Messaging. Our marketing team designed a series of strong outbound messages that could be sent by the SDRs. The messaging was sub-divided by persona and type of company (such as pharmaceuticals and medical devices) into eight segments to assure that it was extremely targeted. That outreach then was personalized by the SDRs to assure that emails didn’t sound generic. They also designed a cadence of outreach such as follow-up phone calls and social media touches like LinkedIn and Twitter. The key was that prospects would never think they were just getting vanilla marketing materials. From the prospect’s point of view, it was highly relevant information coming from a single sales rep who understood them and their individual pain points.
Importance of Data. Each time we sent out an email, we would wait a few hours and then collect a set of quick-hit data points for the SDRs. We separated the results into three buckets based on priority.
- Who engaged and downloaded information
- Who opened the email, but did nothing
- Who ignored the email
This was crucial because it gave SDRs greater focus on what really matters. The behavior change we saw immediately was they started concentrating 90 percent of their efforts on that first bucket – where engagement indicated there was real potential. So they weren’t wasting time chasing ghost leads. Taking an account-based approach, the SDRs also found other relevant people who worked at the companies from the “A” list and reached out to them. (I have heard different names used for this exercise, but we called it “starbursting.”)
Since we targeted at least four people from each company, we were able to prioritize those accounts where multiple people showed activity. Because the target list was just 500 companies, it was possible to do this with Salesforce reports rather than some sophisticated account scoring tool.
Iteration. We scheduled a daily, 15-minute huddle between sales and marketing to gauge our progress. What were SDRs hearing? What content resonated with prospects? What wasn’t working? How could marketing tweak the messaging to make it more compelling? That feedback was extremely effective in helping us refine our efforts.

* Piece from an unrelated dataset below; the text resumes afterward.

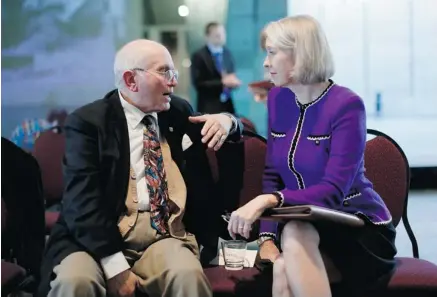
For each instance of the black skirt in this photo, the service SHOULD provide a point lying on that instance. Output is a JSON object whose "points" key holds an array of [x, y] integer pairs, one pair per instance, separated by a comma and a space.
{"points": [[363, 256]]}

Results. We originally called this the “25-13” campaign — for our goal of 25 meetings in the 13-week quarter. Well, we ended up with 56 meetings, all with VP-and-higher-level prospects. In other words, the results were mind-blowing. When your marketing team is passing along leads or MQLs to sales, there’s always the question about what that really means in terms of ultimately becoming pipeline and revenue. But when sales and marketing cooperate to schedule meetings, well, there’s no argument about that outcome.

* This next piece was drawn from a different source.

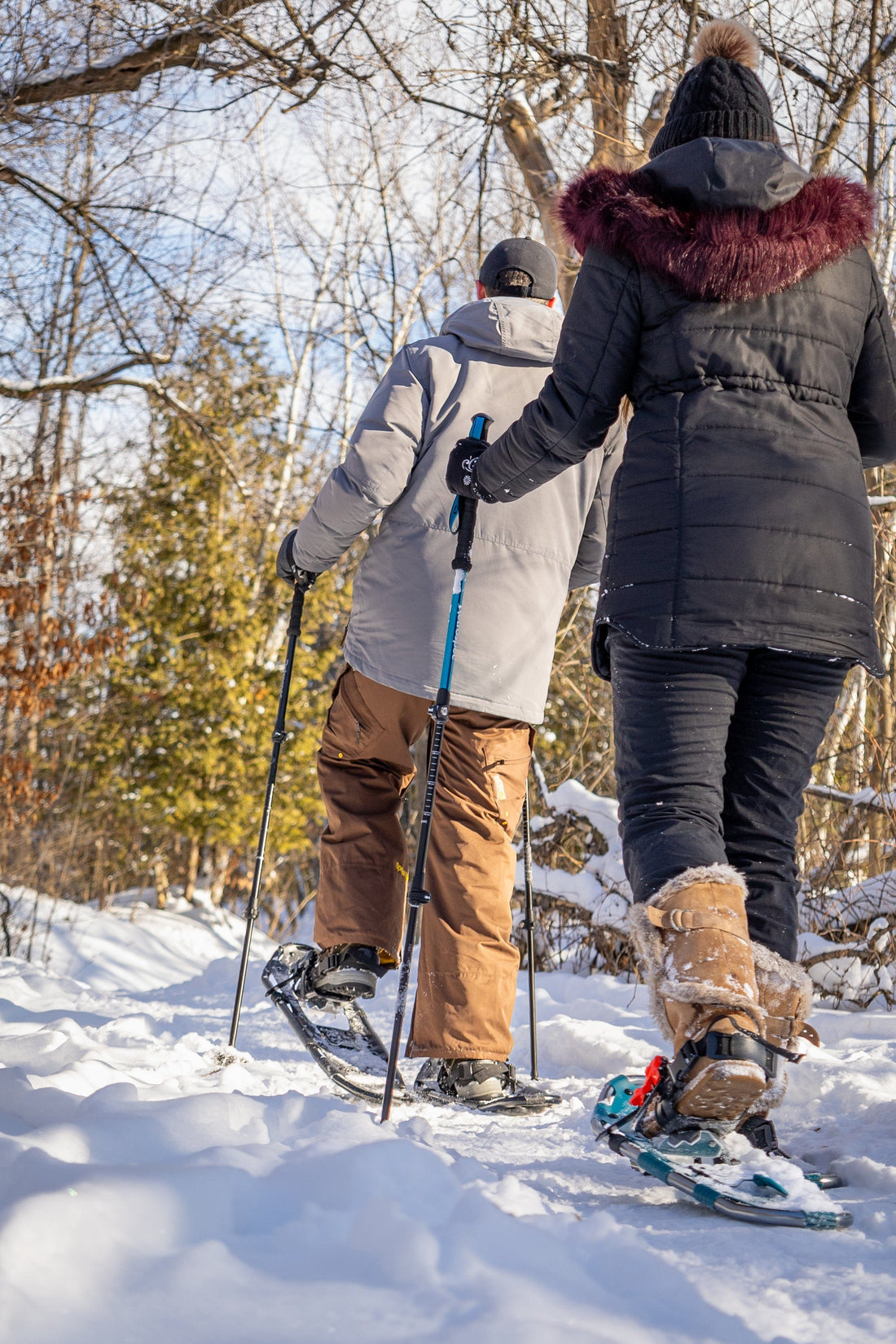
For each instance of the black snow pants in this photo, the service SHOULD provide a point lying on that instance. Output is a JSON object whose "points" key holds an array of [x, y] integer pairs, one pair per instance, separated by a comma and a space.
{"points": [[714, 749]]}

All of this might sound pretty basic for someone who has been doing ABM. But for the other 99 percent out there, this approach will get you started before buying expensive tools.
Now, technology absolutely would have made a difference. For instance, a solution to target impressions towards our ideal personas in those accounts would have been beneficial. But my point is you need to develop your playbook first, test your strategy and only then see what solutions might help you overcome the problems you encounter. (And small plug here: my company, LeanData, has best-in-class, lead-to-account matching and routing that can be the foundation of a successful ABM strategy.)
So, yes, tools can help. But technology itself isn’t ABM. It needs to enable ABM. No marketer should ever wait for a tech stack to be account-based. You have the ability to do this — now.
Ashwath Kakhandiki is the Vice President of Marketing at LeanData.